Going with What You Know

If I had to categorize the “theme” for the coming week, I would say that it involves an organization being brutally honest about what it’s good at, looking for opportunities to leverage core competencies, and recognizing early warning signs.

I recently worked for an organization that could be categorized as a well funded startup.  This organization’s core competency lied in the life sciences arena, specifically generating and interpreting human genomic data.  Given that this organization, at least for it’s first 18 months, was hyper-focused in two areas:  creating a high-throughput genomic sequencing capability and research to interpret genomic data in ways that could benefit society.  
The organization’s board of directors, rightfully so, began to wonder when revenue would be generated by all of the sequencing and research work that was generating an increasingly high run-rate.  In an effort to generate revenue, the organization looked at acquisition targets and one was identified.  The target organization was a subsidiary of a much larger, publicly traded, organization and had a modest monthly revenue.  There was also some potential synergy in that the target organization had a large bank of genetic material that could be used to expand my company’s ever-growing set of genetic data.
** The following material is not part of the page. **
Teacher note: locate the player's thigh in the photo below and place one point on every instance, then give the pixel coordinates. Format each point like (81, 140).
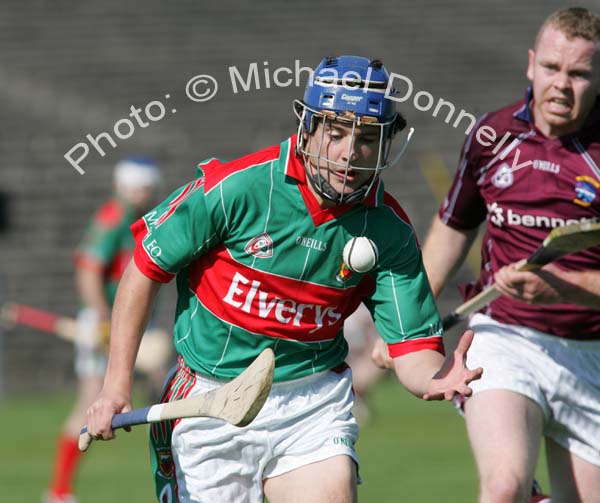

In an effort to satisfy the BoD’s revenue mandate due-diligence activities, as part of the acquisition process, were rushed.  The target organization’s level of reliance on it’s corporate “mothership” and it’s complex business work-flows were severely underestimated.  

This target company was acquired and, as the technology teams began to do a full accounting of what would be required to build in order to maintain the existing revenue stream were completed.  As can be expected, the estimated vs. actual costs were way off.  

In hindsight, my organization should have focused on leveraging it’s science and research capabilities to drive revenue instead of looking at an acquisition.  Additionally, greater scrutiny of the acquisition target should have been done to better understand the technology and business process investments required in order to complete the acquisition.

As a contrast to this, my organization completed a successful acquisition which served to complement our deep research and science capabilities.  We acquired a company that had a very capable and automated genomic reporting capability.  This enabled a capability that we had previously struggled with: automating and packaging reports related to our scientific research and genomic sequencing pipelines.  The technology stack used by this organization and mine were virtually identical and the expertise that the target organization’s staff had was nearly 100% complimentary to what we had “in-house”.